We are both talking about the same thing
I am not saying there is a finite deterministic algorithm to
compress
every string into "small space", there isn't.
BTW, thanks for "There
is ***NO*** way round the counting theory."
All I wanted to say is:
For a specific structure (e.g. movie, picture, sound) there
is some
"good" compression algorithm.
E.g.: if you take a GIF 65536x65536, all white, with just
one pixel
black, it can be compressed into 35 bytes, see here:
http://i.iinfo.cz/urs-att/gif3_6-115626056883166.gif
If you wanted to compress the same picture using JPEG (i.e.
discrete
cosine transform), then two things would happen:
The compressed jpeg file would be a) much bigger b)
decompressed image
would have "artifacts", because Fourier
transform of a pulse is sync
(infinitely many frequencies). Sure, JPEG is a lossy
compression, but
good enough for photos and images that don't have a lot of
high
frequencies.
Cheers,
OM
On 8/28/06, Dave Korn <dave.korn artimi.com> wrote:
> On 28 August 2006 15:30, Ondrej Mikle wrote:
>
> > Ad. compression algorithm: I conjecture there
exists an algorithm (not
> > necessarily *finite*) that can compress large
numbers
> > (strings/files/...) into "small"
space, more precisely, it can
> > compress number that is N bytes long into O(P(log
N)) bytes, for some
> > polynomial P.
>
> [ My maths isn't quite up to this.

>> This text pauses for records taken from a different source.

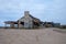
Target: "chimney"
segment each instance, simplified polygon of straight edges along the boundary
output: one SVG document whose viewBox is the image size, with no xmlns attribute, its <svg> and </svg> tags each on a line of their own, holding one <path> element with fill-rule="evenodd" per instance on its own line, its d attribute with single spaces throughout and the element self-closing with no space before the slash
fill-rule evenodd
<svg viewBox="0 0 66 44">
<path fill-rule="evenodd" d="M 30 12 L 29 11 L 24 11 L 24 15 L 29 15 L 30 14 Z"/>
</svg>

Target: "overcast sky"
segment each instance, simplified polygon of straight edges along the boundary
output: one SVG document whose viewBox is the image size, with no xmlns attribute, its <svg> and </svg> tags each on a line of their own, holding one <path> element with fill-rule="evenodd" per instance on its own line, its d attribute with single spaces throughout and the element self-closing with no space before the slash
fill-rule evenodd
<svg viewBox="0 0 66 44">
<path fill-rule="evenodd" d="M 16 21 L 24 11 L 42 21 L 66 24 L 66 0 L 0 0 L 0 25 Z"/>
</svg>

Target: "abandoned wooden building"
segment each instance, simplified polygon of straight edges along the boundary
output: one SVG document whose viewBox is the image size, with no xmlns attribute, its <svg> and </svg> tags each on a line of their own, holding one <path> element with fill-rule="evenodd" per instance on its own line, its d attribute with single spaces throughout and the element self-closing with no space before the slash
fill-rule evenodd
<svg viewBox="0 0 66 44">
<path fill-rule="evenodd" d="M 18 21 L 6 21 L 7 24 L 10 24 L 10 28 L 37 28 L 41 25 L 41 20 L 32 16 L 29 11 L 24 11 L 24 16 Z"/>
<path fill-rule="evenodd" d="M 6 21 L 4 26 L 10 25 L 9 28 L 57 28 L 61 25 L 61 23 L 54 23 L 54 22 L 43 22 L 37 18 L 34 18 L 30 14 L 29 11 L 24 11 L 24 16 L 19 19 L 18 21 Z"/>
</svg>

Is it
*necessarily* the case that /any/
> polynomial of log N /necessarily/ grows slower than N?
If not, there's
> nothing to discuss, because this is then a conventional
compression scheme in
> which some inputs lead to larger, not smaller, outputs.
Hmm. It would seem
> to me that if P(x)==e^(2x), P(log n) will grow
exponentially faster than N.
> I'm using log to mean natural log here, substitute 10
for e in that formula if
> we're talking about log10, the base isn't important.
However, assuming that
> we're only talking about P that *do* grow more slowly,
I'll discuss the
> problem with this theory anyway. ]
>
>
> There are many, but there are no algorithms that can
compress *all* large
> numbers into small space; for all compression
algorithms, some sets of input
> data must result in *larger* output than input.
>
> There is *no* way round the sheer counting theory
aspect of this. There are
> only 2^N unique files of N bits. If you compress large
files of M bits into
> small files of N bits, and you decompression algorithm
produces deterministic
> output, then you can only possibly generate 2^N files
from the compressed
> ones.
>
> > Take as an example group of Z_p* with p prime (in
another words: DLP).
> > The triplet (Z, p, generator g) is a compression
of a string of p-1
> > numbers, each number about log2(p) bits.
> >
> > (legend: DTM - deterministic Turing machine, NTM -
nondeterministic
> > Turing machine)
> >
> > There exists a way (not necessarily
fast/polynomial with DTM) that a
> > lot of strings can be compressed into the
mentioned triplets. There
> > are \phi(p-1) different strings that can be
compressed with these
> > triplets. Exact number of course depends on
factorization of p-1.
> >
> > Decompression is simple: take generator g and
compute g, g^2, g^3,
> > g^4, ... in Z_p*
>
> This theory has been advanced many times before. The
"Oh, if I can just
> find the right parameters for a PRNG, maybe I can get
it to reconstruct my
> file as if by magic". (Or subsitute FFT, or
wavelet transform, or
> key-expansion algorithm, or ... etc.)
>
> However, there are only as many unique generators as
(2 to the power of the
> number of bits it takes to specify your generator) in
this scheme. And that
> is the maximum number of unique output files you can
generate.
>
> There is ***NO*** way round the counting theory.
>
> > I conjecture that for every permutation on 1..N
there exists a
> > function that compresses the permutation into a
"short"
> > representation.
>
> I'm afraid to tell you that, as always, you will
find the compression stage
> easy.... and the decompression impossible. There are
many many many more
> possible permutations of 1..N than the number of unique
"short
> representations" in the scheme. There is no way
that the smaller number of
> "unique representations" can possibly
produce any more than the same (smaller)
> number of permutations once expanded. There is no way
to represent the other
> (vast majority) of permutations.
>
> > It is possible that only NTM, possibly with
infinite
> > algorithm (e.g. a human) can do it in some
"short finite time".
>
> Then it's not really an algorithm, it's an ad-hoc
collection of different
> schemes. If you're allowed to use a completely
different encryption scheme
> for every file, I can do better than that: for every
file, define an
> encryption scheme where the bit '1' stands for the
content of that file, and
> everything else is represented by a '0' bit followed
by the file itself.
> Sure, most files grow 1 bit bigger, but the only file
we care about is
> compressed to just a single bit! Great!
>
> Unfortunately, all you've done is moved information
around. The amount of
> information you'd have to have in the decompressor to
know which file to
> expand any particular '1' bit into is equal to ....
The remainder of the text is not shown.